Charles Dickens’s A Christmas Carol (above) was first published today in 1843 and all 6,000 copies promptly sold out by Christmas Eve. Dickens tells the story of Ebenezer Scrooge, a ‘squeezing, wrenching, grasping, scraping, clutching, covetous, old sinner’, bringing misery to everyone around him, who by Christmas Day is transformed to become as ‘light as a feather, happy as an angel, merry as a schoolboy’. The book has never been out of print and still excites debate, with some claiming it as a tale of Christian redemption, while others think Dickens was aiming at a secularised Christmas.
‘Running to the window, he opened it, and put out his head. No fog, no mist; clear, bright, jovial, stirring, cold; cold, piping for the blood to dance to; Golden sunlight; Heavenly sky; sweet fresh air; merry bells. Oh glorious! Glorious!’ Ebenezer Scrooge on Christmas Day
Infante Luis of Spain – the King of Spain’s son – became the youngest cardinal ever, at the age of eight and a half, today in 1735. He had been made Archbishop of Toledo and Primate of Spain at eight and a quarter. Paintings of the time show him togged up in his miniature cardinal’s robes. He threw off all his religious titles in his 20s.
Today in 1516, the Fifth Lateran Council, meeting in Rome, banned preachers from predicting the future. The measure was aimed at the 16th century’s apocalyptic prophets of doom, who were frightening their listeners by giving dates and times for the second coming.
‘They are in no way to presume to preach or declare a fixed time for future evils, the coming of Antichrist or the precise day of judgment; for Truth says, it is not for us to know times or seasons which the Father has fixed by his own authority. Let it be known that those who have hitherto dared to declare such things are liars, and that because of them not a little authority has been taken away from those who preach the truth.’ Fifth Lateran Council, ‘On How to Preach’
Today in 1970, Amazing Grace, the hymn written by John Newton almost exactly 200 years earlier, made a splash in the British pop charts. The song was sung a cappella by Judy Collins, the American folk singer, who had found it helpful in her recovery from alcohol addiction. It proved hugely popular, re-entering the British charts several times over 1971 and 72, and peaking at No. 5.
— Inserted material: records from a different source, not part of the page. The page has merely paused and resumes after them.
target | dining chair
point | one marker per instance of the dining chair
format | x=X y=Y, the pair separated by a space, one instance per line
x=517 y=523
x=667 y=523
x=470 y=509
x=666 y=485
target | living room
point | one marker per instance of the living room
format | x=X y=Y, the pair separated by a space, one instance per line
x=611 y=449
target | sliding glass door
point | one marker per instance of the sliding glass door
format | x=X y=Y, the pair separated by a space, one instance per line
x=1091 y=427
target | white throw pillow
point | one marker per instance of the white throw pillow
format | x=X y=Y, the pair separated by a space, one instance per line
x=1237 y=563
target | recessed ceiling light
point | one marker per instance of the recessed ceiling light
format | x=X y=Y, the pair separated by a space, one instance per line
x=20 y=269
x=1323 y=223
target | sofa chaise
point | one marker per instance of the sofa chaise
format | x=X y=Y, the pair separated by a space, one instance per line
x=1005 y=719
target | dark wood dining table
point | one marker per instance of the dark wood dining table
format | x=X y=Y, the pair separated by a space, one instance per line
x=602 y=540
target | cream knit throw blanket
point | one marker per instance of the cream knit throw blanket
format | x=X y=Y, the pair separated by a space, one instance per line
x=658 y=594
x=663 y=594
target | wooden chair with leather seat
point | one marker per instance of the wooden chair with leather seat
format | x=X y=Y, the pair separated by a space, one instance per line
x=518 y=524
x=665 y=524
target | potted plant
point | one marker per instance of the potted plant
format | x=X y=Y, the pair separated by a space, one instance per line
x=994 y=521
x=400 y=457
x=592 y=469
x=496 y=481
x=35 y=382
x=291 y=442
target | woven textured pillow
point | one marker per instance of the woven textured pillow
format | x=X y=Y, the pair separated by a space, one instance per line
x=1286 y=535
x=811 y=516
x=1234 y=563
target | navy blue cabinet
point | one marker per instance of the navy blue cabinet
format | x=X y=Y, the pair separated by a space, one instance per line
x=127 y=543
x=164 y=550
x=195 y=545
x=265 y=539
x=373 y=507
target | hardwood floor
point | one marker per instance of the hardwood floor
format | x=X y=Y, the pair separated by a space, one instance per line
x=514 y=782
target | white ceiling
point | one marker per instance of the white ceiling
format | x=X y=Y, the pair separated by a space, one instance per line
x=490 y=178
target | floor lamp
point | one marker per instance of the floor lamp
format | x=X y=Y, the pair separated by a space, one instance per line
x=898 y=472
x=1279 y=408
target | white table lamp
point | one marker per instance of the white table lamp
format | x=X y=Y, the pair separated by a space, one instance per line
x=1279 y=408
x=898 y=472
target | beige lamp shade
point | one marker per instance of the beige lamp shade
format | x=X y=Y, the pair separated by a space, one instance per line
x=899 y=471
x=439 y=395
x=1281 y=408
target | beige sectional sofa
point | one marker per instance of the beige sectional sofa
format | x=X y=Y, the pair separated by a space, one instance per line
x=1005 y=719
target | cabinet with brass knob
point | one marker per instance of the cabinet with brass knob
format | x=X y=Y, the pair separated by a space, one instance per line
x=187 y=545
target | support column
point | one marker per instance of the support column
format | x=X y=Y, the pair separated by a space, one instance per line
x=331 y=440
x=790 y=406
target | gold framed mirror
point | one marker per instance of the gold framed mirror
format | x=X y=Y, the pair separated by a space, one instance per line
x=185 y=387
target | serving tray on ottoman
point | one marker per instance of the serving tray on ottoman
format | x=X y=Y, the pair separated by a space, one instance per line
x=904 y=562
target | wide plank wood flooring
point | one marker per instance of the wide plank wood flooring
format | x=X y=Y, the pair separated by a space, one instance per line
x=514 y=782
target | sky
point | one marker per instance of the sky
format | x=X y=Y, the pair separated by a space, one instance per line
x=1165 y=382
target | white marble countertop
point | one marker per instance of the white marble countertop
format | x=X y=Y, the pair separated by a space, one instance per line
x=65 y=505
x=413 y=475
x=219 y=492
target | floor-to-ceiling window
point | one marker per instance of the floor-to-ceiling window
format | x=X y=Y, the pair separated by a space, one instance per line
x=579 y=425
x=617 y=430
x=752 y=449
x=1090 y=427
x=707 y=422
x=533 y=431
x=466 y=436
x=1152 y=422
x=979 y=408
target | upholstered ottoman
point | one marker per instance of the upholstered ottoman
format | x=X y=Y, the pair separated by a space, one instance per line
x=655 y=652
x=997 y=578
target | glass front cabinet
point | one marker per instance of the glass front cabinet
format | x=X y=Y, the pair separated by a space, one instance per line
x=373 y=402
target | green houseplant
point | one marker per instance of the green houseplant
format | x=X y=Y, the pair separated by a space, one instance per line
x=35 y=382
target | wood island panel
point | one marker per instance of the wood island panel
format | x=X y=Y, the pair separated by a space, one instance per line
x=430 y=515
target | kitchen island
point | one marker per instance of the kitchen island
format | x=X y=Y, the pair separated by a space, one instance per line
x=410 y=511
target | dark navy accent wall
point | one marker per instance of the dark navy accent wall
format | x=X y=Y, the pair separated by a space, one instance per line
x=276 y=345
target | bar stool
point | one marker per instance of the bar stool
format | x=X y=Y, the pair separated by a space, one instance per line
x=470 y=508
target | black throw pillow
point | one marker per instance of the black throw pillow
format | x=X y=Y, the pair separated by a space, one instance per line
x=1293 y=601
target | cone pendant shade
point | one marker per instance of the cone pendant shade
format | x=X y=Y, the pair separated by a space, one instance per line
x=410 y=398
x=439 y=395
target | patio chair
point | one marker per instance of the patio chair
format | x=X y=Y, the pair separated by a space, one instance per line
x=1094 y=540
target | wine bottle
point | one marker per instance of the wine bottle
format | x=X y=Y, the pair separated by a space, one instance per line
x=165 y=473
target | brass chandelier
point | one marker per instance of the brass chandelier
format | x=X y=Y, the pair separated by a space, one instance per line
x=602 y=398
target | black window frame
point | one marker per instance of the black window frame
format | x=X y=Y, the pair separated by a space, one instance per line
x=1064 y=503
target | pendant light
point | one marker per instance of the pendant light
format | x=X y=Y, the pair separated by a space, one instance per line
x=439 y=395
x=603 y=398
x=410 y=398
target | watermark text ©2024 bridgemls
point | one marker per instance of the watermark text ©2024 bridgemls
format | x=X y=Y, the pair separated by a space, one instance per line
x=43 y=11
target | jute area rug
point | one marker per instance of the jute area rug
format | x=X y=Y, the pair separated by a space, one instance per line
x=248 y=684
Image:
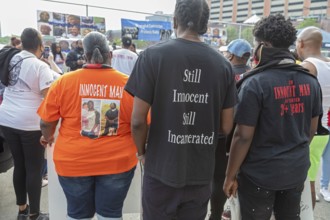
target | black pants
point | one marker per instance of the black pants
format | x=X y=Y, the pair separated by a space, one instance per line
x=163 y=202
x=257 y=203
x=28 y=156
x=218 y=197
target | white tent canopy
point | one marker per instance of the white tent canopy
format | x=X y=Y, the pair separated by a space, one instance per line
x=252 y=20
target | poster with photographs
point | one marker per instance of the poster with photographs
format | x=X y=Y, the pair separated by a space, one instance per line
x=68 y=25
x=99 y=117
x=215 y=36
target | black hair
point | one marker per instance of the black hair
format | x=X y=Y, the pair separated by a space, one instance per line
x=31 y=39
x=275 y=30
x=192 y=14
x=96 y=48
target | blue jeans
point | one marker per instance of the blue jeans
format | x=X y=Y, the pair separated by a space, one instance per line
x=104 y=195
x=325 y=176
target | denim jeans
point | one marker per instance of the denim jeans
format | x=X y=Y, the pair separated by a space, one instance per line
x=258 y=203
x=104 y=195
x=325 y=176
x=218 y=197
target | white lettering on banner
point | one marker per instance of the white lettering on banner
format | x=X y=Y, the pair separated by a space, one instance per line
x=190 y=139
x=95 y=90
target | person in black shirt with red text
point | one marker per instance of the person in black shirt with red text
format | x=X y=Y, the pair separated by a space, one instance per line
x=276 y=118
x=191 y=91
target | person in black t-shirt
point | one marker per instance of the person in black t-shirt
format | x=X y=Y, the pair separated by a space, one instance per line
x=276 y=118
x=238 y=53
x=191 y=91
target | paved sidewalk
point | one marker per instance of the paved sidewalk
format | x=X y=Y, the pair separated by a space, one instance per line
x=8 y=209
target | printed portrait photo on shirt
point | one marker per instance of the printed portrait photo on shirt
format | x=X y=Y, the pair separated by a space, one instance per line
x=90 y=118
x=109 y=117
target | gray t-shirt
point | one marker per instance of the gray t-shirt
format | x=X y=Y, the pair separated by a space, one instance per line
x=187 y=85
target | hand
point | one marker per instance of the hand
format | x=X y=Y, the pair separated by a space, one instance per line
x=45 y=142
x=230 y=187
x=45 y=60
x=80 y=62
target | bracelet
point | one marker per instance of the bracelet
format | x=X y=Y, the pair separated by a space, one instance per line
x=139 y=157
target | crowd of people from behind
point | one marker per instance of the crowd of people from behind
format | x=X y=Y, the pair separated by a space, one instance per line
x=204 y=124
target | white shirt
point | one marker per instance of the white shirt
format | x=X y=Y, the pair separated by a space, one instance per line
x=124 y=60
x=23 y=96
x=323 y=76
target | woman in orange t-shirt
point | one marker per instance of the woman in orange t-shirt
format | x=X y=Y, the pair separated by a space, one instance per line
x=95 y=166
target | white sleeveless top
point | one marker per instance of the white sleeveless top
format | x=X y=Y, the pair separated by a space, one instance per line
x=323 y=75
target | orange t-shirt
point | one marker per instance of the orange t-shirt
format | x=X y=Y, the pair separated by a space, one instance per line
x=95 y=110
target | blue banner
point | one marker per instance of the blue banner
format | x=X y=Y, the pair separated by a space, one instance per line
x=146 y=30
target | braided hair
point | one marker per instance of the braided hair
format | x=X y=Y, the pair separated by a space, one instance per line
x=192 y=15
x=275 y=30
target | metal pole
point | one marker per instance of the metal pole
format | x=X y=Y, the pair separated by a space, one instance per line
x=240 y=31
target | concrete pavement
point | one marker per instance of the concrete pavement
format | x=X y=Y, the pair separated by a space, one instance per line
x=8 y=209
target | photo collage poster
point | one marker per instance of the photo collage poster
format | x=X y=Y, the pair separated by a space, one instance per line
x=69 y=26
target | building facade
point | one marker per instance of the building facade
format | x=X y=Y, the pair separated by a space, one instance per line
x=240 y=10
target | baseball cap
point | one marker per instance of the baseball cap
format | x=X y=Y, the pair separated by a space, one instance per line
x=223 y=49
x=126 y=41
x=239 y=47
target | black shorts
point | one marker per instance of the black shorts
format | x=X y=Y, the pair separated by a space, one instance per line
x=163 y=202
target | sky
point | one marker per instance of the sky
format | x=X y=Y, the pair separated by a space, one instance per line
x=17 y=15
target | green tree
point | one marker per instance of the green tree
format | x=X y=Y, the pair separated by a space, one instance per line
x=232 y=33
x=308 y=22
x=247 y=34
x=4 y=40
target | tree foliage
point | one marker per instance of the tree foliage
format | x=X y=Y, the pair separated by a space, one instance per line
x=5 y=40
x=308 y=22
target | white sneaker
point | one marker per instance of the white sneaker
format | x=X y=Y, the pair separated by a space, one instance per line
x=325 y=193
x=44 y=182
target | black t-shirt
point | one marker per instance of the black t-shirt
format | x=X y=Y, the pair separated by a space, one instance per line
x=187 y=85
x=239 y=69
x=280 y=105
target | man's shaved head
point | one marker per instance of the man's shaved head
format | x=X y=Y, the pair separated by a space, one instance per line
x=311 y=36
x=309 y=43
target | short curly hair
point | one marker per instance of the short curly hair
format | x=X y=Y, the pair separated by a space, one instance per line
x=192 y=14
x=276 y=30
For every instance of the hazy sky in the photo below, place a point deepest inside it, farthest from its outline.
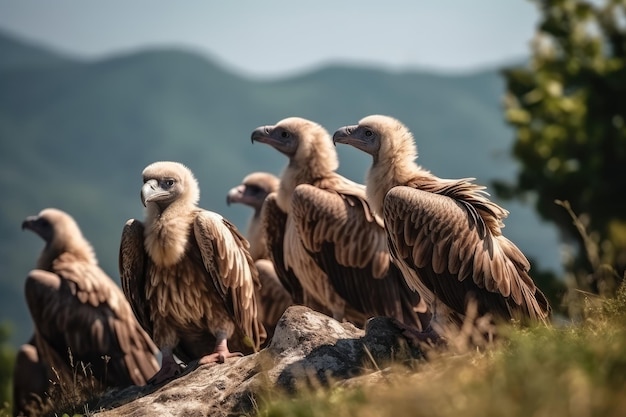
(272, 38)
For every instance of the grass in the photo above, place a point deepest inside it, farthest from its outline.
(571, 370)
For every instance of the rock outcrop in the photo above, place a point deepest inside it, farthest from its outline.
(309, 349)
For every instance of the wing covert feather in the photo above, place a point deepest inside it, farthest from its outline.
(456, 252)
(229, 265)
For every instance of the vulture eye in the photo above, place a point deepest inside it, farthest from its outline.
(253, 189)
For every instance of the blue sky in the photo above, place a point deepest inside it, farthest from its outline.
(275, 38)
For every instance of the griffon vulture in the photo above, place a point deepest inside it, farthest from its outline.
(444, 234)
(332, 242)
(188, 274)
(252, 192)
(78, 311)
(273, 298)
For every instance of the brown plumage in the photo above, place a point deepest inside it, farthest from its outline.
(188, 274)
(252, 192)
(75, 306)
(445, 234)
(273, 298)
(332, 242)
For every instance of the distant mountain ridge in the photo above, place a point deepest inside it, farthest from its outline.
(76, 135)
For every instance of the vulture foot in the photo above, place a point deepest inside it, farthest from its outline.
(170, 370)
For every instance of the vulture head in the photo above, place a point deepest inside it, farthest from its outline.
(299, 139)
(61, 234)
(383, 137)
(165, 182)
(253, 190)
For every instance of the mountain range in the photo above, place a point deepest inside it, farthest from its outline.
(76, 134)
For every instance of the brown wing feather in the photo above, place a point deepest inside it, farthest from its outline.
(80, 308)
(452, 245)
(231, 268)
(274, 221)
(132, 258)
(340, 233)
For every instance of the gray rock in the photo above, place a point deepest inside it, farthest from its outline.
(309, 349)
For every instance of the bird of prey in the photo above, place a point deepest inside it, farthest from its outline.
(252, 192)
(332, 242)
(79, 313)
(273, 298)
(188, 274)
(445, 234)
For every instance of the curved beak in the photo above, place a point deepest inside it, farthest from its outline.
(235, 194)
(343, 135)
(30, 223)
(269, 135)
(151, 192)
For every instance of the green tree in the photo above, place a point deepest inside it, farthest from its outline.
(568, 109)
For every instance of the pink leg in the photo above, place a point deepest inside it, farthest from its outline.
(221, 352)
(169, 369)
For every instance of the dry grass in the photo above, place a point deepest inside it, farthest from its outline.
(577, 370)
(70, 393)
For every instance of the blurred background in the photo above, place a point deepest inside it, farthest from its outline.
(524, 96)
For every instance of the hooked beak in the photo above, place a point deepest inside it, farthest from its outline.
(151, 192)
(235, 194)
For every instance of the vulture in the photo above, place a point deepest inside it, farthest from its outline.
(332, 242)
(445, 234)
(252, 192)
(273, 298)
(79, 315)
(188, 274)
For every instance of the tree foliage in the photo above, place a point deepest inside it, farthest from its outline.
(568, 109)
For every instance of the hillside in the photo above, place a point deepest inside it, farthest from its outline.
(76, 135)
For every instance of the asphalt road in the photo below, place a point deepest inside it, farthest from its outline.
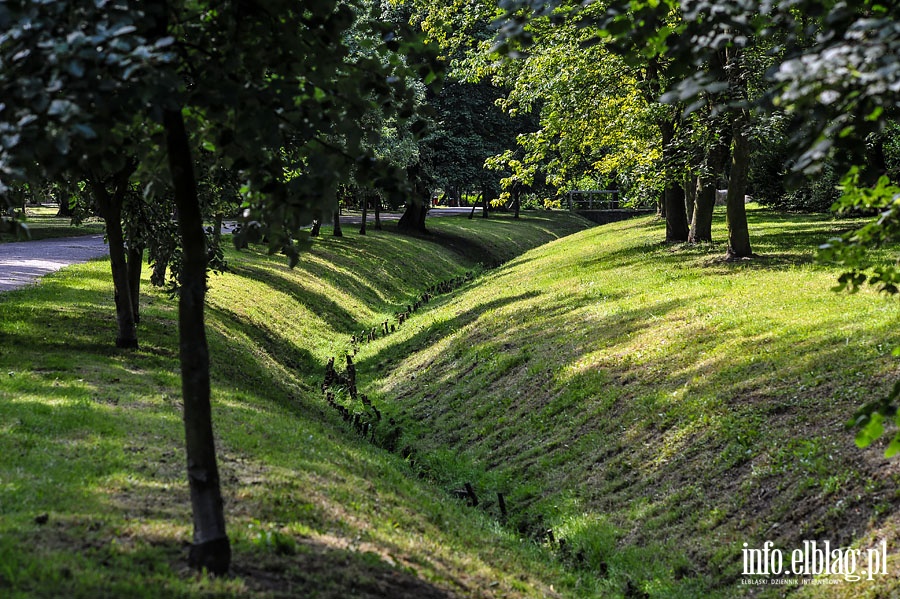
(24, 262)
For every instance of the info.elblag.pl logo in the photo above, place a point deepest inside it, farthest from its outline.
(816, 558)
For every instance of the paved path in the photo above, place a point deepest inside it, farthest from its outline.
(23, 262)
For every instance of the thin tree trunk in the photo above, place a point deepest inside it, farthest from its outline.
(735, 210)
(211, 549)
(135, 264)
(517, 200)
(474, 206)
(217, 229)
(690, 197)
(362, 224)
(110, 207)
(716, 159)
(673, 196)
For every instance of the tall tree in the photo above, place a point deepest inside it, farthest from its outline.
(270, 91)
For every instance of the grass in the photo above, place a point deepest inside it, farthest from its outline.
(92, 491)
(651, 406)
(41, 222)
(655, 406)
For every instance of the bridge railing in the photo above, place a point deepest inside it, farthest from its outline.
(593, 199)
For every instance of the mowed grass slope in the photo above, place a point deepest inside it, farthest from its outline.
(656, 407)
(93, 499)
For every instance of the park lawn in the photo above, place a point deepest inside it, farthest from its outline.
(41, 222)
(93, 500)
(651, 405)
(655, 406)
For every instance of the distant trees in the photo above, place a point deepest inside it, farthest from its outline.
(269, 92)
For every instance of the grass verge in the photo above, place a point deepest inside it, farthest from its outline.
(92, 492)
(656, 407)
(41, 222)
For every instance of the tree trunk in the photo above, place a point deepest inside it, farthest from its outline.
(673, 196)
(362, 224)
(217, 229)
(474, 206)
(517, 199)
(716, 158)
(211, 549)
(65, 208)
(110, 206)
(735, 210)
(690, 197)
(413, 219)
(135, 264)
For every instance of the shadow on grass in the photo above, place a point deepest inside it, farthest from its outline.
(91, 559)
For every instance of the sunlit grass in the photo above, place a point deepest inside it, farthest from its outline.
(92, 491)
(693, 404)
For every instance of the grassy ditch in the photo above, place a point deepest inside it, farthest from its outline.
(93, 501)
(655, 407)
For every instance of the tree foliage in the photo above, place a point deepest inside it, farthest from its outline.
(272, 91)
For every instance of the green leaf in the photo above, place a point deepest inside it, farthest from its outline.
(893, 448)
(871, 431)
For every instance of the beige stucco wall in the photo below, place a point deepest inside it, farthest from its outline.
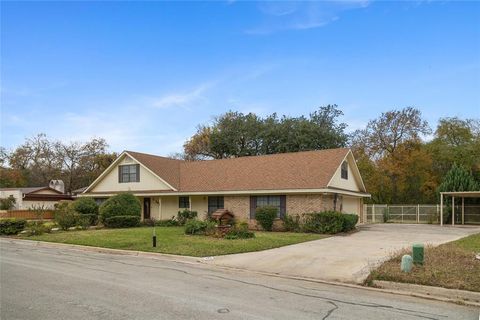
(199, 204)
(148, 181)
(347, 184)
(351, 205)
(239, 206)
(16, 194)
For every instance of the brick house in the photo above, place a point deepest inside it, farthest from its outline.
(296, 183)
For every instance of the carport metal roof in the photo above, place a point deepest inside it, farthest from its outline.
(458, 194)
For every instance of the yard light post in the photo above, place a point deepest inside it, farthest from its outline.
(154, 236)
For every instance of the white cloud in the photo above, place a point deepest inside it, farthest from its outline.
(281, 16)
(183, 100)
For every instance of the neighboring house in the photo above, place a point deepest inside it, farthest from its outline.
(295, 183)
(29, 198)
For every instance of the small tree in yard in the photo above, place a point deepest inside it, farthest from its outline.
(265, 217)
(458, 179)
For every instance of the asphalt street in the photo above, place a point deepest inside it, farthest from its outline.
(40, 282)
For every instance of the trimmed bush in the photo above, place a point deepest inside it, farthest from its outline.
(265, 217)
(7, 203)
(240, 231)
(324, 222)
(167, 223)
(83, 221)
(85, 206)
(36, 228)
(349, 222)
(65, 216)
(185, 215)
(124, 204)
(12, 226)
(194, 226)
(122, 221)
(91, 218)
(292, 223)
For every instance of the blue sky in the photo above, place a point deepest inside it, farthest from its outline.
(143, 75)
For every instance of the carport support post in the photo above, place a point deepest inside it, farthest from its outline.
(453, 211)
(441, 209)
Andreas Osiander, the Lutheran theologian from Nuremberg, who proofread Copernicus’s great book, On the Revolutions of the Celestial Spheres, was born today in 1498. Osiander is something of a literary villain, because he added a preface to the book, which said that Copernicus’s radical (not to mention heretical) description of the Earth orbiting around the Sun was just hypothetical and not to be confused with physical reality. Because Osiander failed to sign the preface, it was assumed Corpernicus had written it himself. It was only after the astronomer Johannes Kepler revealed in 1609 that the preface was not by Copernicus that the book, published 66 years earlier, in 1543, was taken more seriously and listed on the Vatican’s Index of Forbidden Books.